Learning Rate Selection

Based on our experiments, optical transformer fine-tuning requires very small learning rates (< 1e-5) to achieve stable training. Using larger learning rates may cause training instability. The larger the model, the smaller learning rate is recommended. A failed run may produce loss divergence like the following:

Loss Divergence
CLM-400M with learning rate too high

Using Bash Script

For convenience, we provide a parameterized shell script fine-tune-ot-clm.sh that automatically calculates training steps and sets up appropriate configurations:

# Basic usage with default parameters
./fine-tune-ot-clm.sh

# Customized parameters
# Usage: ./fine-tune-ot-clm.sh [num_processes] [model_name_or_path] [per_device_train_batch_size] [learning_rate] [weight_decay] [gradient_accumulation_steps] [block_size]

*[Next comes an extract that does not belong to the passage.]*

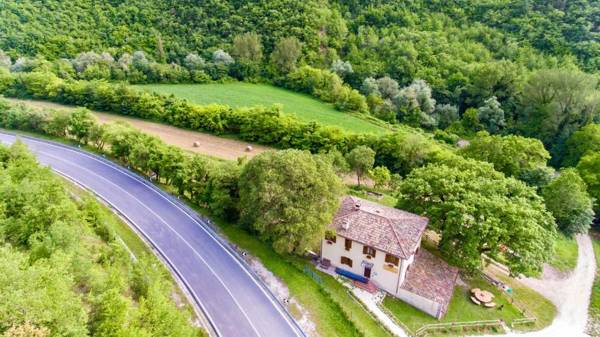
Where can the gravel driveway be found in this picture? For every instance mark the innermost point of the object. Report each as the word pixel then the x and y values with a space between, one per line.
pixel 570 294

./fine-tune-ot-clm.sh 2 "AICrossSim/clm-200m" 4 "1e-5" 0.01 4 1024

The script automatically: 1. Calculates the appropriate number of training steps based on model size 2. Sets up output directories with descriptive names 3. Configures Wandb logging with relevant tags 4. Applies the optical transformer configuration

Hyperparameter Sweeping

For learning rate exploration, use the sweep.sh script:

# Edit sweep.sh to configure your desired learning rate ranges
./sweep.sh

Results

Here we pick the training traces with smallest final training loss for each model size:

ONN-CLM Results
Optical Transformer Fine-tuning Results on CLM Models

The results indicate that full fine-tuning of pretrained optical CLM models does not scale as well as standard CLM fine-tuning. We only observe moderate improvements in training loss for smaller models (60M -> 200M), while larger models (400M, 600M) even show degradation in performance.

Info

The traces above are smoothed for better visualization, and can be found in full detail in the Wandb logs.

60M 200M 400M 600M
Wandb Log Wandb Log Wandb Log Wandb Log

More traces with various learning rates can be found at Wandb Project: OT-CLM-full-ft.